Along with the paraphernalia, Mr. Bernstein gives us the people, a few of them familiar, most of them unknown or long-forgotten. He capably resurrects the stylishly dressed city editor Sid Epstein, whose meticulousness and strength made him the man Carl Bernstein hoped to become. Ted Crown, the rough and racist crime reporter, walks these pages along with Mary McGrory, whom Mr. Bernstein remembers for her elegant prose, reverence toward John F. Kennedy, and a sort of imperial absent-mindedness. The city they all moved around in, the most provincial of world capitals, is also rebuilt in these pages: its department stores and dives, its streetcars and sidewalk vendors. Mr. Bernstein writes that before the Kennedy era, “as Washingtonians, our ideas of celebrity tended toward Gypsy Rose Lee appearing at the Casino Royale supper club.”

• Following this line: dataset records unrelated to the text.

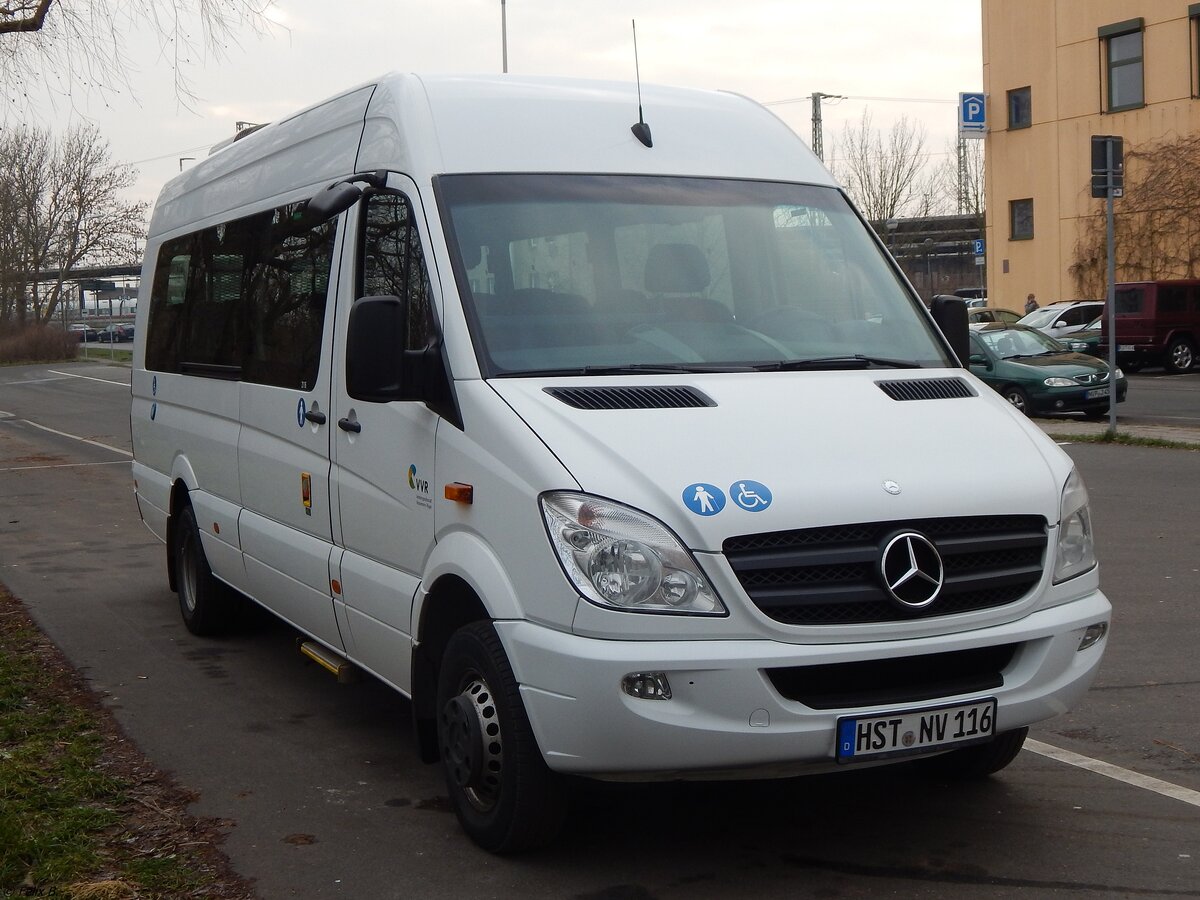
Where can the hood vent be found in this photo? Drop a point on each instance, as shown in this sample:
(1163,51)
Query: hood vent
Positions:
(657,397)
(927,389)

The death knell for the Star and its “obsolescent charm” was already tolling when Mr. Bernstein first stepped through its doors. The paper had a better grasp of the city, but a worse sense of business and the future, than the Washington Post did, and as an afternoon publication the Star was additionally doomed by the ascent of local early-evening television news. Mr. Bernstein nicely captures one medium’s devouring of another when he recollects being at one of President Kennedy’s live press conferences in the State Department auditorium: the young newsman rushed to a phone booth to relay to the Star what tens of millions had already just heard on their living-room TVs.

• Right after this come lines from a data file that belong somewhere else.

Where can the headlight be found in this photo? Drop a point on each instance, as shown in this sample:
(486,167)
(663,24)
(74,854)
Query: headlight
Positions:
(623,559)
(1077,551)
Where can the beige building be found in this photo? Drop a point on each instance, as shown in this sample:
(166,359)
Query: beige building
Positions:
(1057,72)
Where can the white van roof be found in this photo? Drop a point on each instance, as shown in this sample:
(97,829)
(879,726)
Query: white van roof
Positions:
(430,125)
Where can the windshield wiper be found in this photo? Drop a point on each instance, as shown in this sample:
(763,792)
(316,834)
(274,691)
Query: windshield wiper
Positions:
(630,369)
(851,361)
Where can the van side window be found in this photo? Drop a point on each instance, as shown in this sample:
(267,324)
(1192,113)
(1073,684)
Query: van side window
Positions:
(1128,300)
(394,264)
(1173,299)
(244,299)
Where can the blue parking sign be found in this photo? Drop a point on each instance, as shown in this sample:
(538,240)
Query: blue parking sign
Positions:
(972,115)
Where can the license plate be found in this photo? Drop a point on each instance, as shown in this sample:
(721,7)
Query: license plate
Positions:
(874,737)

The only score-settling in “Changing History” involves Bill Hill, the “close to useless” managing editor who in 1964 insisted on Mr. Bernstein’s demotion from full-fledged reporter back down to dictationist. Even at the idiosyncratic Star, it was now college men, ones who had finished their degrees, that were wanted for a reporter’s job. What’s more, practice couldn’t beat theory: “‘Carl,’ [Hill] said, ‘you’ve really put your shoulder to the wheel, and your work has been great. But experience is no substitute for the training program.’” Wounded pride sent Mr. Bernstein for a short time to the local paper in Elizabeth, N.J. By the fall of 1966, when this book ends, the more buccaneering Ben Bradlee was ready to take a chance on him at the Washington Post.

“Chasing History” contains its share of boilerplate (“at forty-three, JFK was the youngest elected president in American history”), and while Mr. Bernstein has clearly consulted his old reporter’s notebooks, certain incidents and conversations are recalled with an unlikely quotient of conveniently colorful detail. The stentorian tones of the latter-day Bernstein, what one now hears from him on CNN, occasionally sound between its covers, but this is a book chiefly distinguished by nostalgia and warmth.

One can only be glad that the author drifted away from halls of learning, but Mr. Bernstein might rethink beating up on John Milton, whose “Paradise Lost” receives three mentions as a symbol of all things academic and useless. If he would like to try something shorter, in prose instead of poetry, I would recommend Milton’s “Areopagitica,” still the most ringing defense ever made of freedom of the press—what allowed Mr. Bernstein both his youthful joys and his later hours of glory.


Mr. Mallon’s novels include “Henry and Clara,” “Watergate” and “Landfall.”